Why your organisation needs an omnichannel customer engagement hub
Creating a seamless, individualised experience across all communication channels is not easy when each is owned and managed by different areas of the business. Fortunately though, by prioritising and constructing an omnichannel customer engagement hub (CEH) organisations can bring together the data, intelligence, and activation technologies that shape world-class customer experiences.
What is an omnichannel customer engagement hub?
An omnichannel engagement hub is a technology stack made up of platforms that are able to work in unison to provide relevant, personalised, consistent, digital experiences across all channels.
Though the goal substantiates the investment, I can’t stress how difficult and lengthy this process can be without the right technologies and partners.
Is your organisation providing a disjointed digital customer experience?
Perhaps your organisation is still grappling with the complexities of building an omnichannel customer engagement hub or still deciding how best to structure the right approach. In the meantime, your customers are left trying to navigate a sub-standard and/or disjointed digital experience. There are a number of factors that contribute to a sub-standard customer experience, including:
- Very little or no relevant information in the engagement, meaning that the customer sees no value.
- Inconsistency between channels and messages (tone, design), due to silos in the organisation – this makes it hard for customers to connect emotionally, as the brand personality is not identifiable.
- Customer journeys are disjointed and not designed to give customers a seamless experience. This creates frustrating and disconnected experiences and possible customer attrition.
- The organisation has made decisions based on operational requirements, rather than customer requirements. For example, pushing all customers to an app, rather than allowing them to engage on the channel they’re most comfortable with.
- Unintelligent processes that are not designed to respond to the customer’s actions. Predefined journeys can be frustrating.
All these symptoms are typically a result of:
- Siloed strategies, where each department focuses on individual goals and so there is no big picture alignment.
- Legacy technology and thinking in the business that limits the ability to provide the ideal customer experience.

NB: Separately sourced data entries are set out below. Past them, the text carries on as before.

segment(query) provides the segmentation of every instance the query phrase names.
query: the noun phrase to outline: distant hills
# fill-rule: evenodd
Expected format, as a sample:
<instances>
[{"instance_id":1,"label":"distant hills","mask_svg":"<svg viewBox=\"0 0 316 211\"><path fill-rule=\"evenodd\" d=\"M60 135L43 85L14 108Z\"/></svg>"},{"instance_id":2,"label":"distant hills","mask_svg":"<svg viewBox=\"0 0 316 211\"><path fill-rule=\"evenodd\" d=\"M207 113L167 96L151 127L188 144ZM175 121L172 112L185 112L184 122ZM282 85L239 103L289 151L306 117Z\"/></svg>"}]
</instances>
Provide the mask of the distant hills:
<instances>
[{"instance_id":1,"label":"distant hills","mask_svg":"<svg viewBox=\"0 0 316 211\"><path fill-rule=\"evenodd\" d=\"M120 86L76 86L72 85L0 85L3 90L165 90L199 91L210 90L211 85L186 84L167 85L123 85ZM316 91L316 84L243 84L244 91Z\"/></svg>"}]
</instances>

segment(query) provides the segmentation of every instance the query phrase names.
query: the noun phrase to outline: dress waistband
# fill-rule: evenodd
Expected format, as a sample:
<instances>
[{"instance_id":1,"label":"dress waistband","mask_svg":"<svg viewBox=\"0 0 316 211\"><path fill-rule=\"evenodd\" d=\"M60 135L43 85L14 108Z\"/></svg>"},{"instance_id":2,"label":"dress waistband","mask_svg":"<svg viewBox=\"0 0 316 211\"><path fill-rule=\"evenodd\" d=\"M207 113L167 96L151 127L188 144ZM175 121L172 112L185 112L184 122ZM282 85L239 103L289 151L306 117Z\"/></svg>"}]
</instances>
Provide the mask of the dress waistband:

- Redundant solutions, where different departments solve the same problem in a different way on different technologies.
- Disjointed data as a result of it residing in various platforms, making it hard to get a view of the entire customer experience.
- No client-centricity because of the difficulties in shifting the culture from product-focused to customer-focused.
- No journey-centricity because of a misunderstanding of who owns the journey and limited information on what the customer is actually trying to achieve (customer intent).
The end result is customer attrition, which is the opposite of the loyal, engaged customer base all organisations aim for because these customers spend more. The organisation will also eventually face an increased cost to serve its customers.
Improve engagement with an optimal customer engagement model
To build an effective engagement hub, these 5 major categories must be considered:
centralise, analyse, orchestrate, compose and present.
Each of these categories represents one or many technologies in the stack which need to work together to create the optimal engagement.
From a data perspective, for instance, the aim is to centralise data from across the organisation in order to mesh together a single, accurate, queryable view of the customer.
“A single customer view is an aggregation of all data an organisation has on a particular customer, presented to give a clear overview of them and their specific data.” – Brandwatch
In short, the goal of the optimal customer engagement model is to collect data and events to create a loop of intelligence in personalising the ideal customer experience across the available channels.
The power of the omnichannel customer engagement hub
Investing in understanding and building an omnichannel customer engagement hub is vital because it can go a long way to solving the majority of customer engagement issues faced by organisations.
Organisations that understand what an engagement hub might look like for them and build a strategy on how it can be achieved, can start working towards achieving the experience that their customers have come to expect.
Organisations failing to make this their number one strategic and technical priority in a post-COVID world however, can expect to lose customers, as well as experience a reduction in customer spend and an increase in the cost to serve.
In contrast, iteratively improving their technology and capabilities in this space has been shown to reward early-adopting organisations with longer term retention of customers, an increase in customer life-time value and a growing customer base.